What Broadwell did next was a signature feature of her resilience and drive — and what detractors say is her tendency to overstate her credentials.
Broadwell eventually leveraged her unfinished dissertation into a best-selling biography of Petraeus, a project that gave her almost unlimited access to the general when he commanded U.S. troops in Afghanistan and later when he was director of the CIA. That access led to the extramarital affair that upended Petraeus’s career and shined a bright light on Broadwell’s.
A few months after leaving Harvard in 2008, Broadwell began a full-bore effort to remake herself as a highly visible player in Washington’s insular foreign policy community. At the time, she and her husband, a radiologist, were raising toddlers and preparing to move to Charlotte, where he was setting up his practice.

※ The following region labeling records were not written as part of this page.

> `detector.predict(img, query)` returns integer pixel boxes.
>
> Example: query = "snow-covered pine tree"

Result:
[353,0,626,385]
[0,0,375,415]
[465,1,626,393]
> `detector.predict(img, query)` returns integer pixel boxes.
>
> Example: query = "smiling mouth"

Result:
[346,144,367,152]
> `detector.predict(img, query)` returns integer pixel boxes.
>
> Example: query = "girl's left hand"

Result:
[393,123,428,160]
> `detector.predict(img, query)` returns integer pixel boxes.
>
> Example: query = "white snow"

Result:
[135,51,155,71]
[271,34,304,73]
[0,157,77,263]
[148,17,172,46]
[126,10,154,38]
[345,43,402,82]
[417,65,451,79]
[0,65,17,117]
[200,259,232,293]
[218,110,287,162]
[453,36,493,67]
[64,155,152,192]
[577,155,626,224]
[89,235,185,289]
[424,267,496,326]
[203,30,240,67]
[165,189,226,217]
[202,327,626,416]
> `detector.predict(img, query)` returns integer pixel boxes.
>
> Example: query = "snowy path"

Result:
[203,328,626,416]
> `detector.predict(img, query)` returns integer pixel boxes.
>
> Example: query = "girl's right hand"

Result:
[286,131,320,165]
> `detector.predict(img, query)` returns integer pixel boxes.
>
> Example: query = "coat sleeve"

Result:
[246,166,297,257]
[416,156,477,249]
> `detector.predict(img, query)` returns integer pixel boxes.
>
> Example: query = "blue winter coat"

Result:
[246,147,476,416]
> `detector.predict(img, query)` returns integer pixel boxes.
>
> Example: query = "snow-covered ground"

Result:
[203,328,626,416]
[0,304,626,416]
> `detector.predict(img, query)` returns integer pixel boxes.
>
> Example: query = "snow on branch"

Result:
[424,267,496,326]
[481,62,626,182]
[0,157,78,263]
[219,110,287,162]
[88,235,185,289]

In the summer of 2009, Broadwell told several prominent experts on counterinsurgency warfare that she had been asked by Gen. Stanley A. McChrystal, the newly installed commander in Afghanistan, to assemble a team of first-tier academics and experts to conduct an outside evaluation of McChrystal’s highly anticipated review of his war strategy.
She pressed experts in Washington and Cambridge, Mass., to join the panel and lobbied senior U.S. military officials in Kabul to back her fledgling “red team” effort, military jargon for an outsider evaluation. The prospective team held a couple of meetings, according to one person who was involved.
But senior military officials who were on McChrystal’s staff said Broadwell was not asked to spearhead an evaluation. The officials, who like others spoke on the condition of anonymity to discuss Broadwell and Petraeus, said her attempt to assemble a red-team review panel was rejected after McChrystal’s aides decided that her experience, her connections and her academic credentials were too thin.
“She was trying to pull together something way over her head,” said Mark R. Jacobson, a former deputy NATO senior civilian representative in Afghanistan whom Broadwell approached to serve on the team. Jacobson said he admired Broadwell’s pluck. “It was the kind of move you make in Washington when you are trying to make a name,” he said.
Others who had been approached to be part of the group said they questioned her assurances that she had the backing of top military officials. In a 2010 interview on a Web site focused on leadership, Broadwell was still saying that McChrystal had asked her to assemble the leadership team.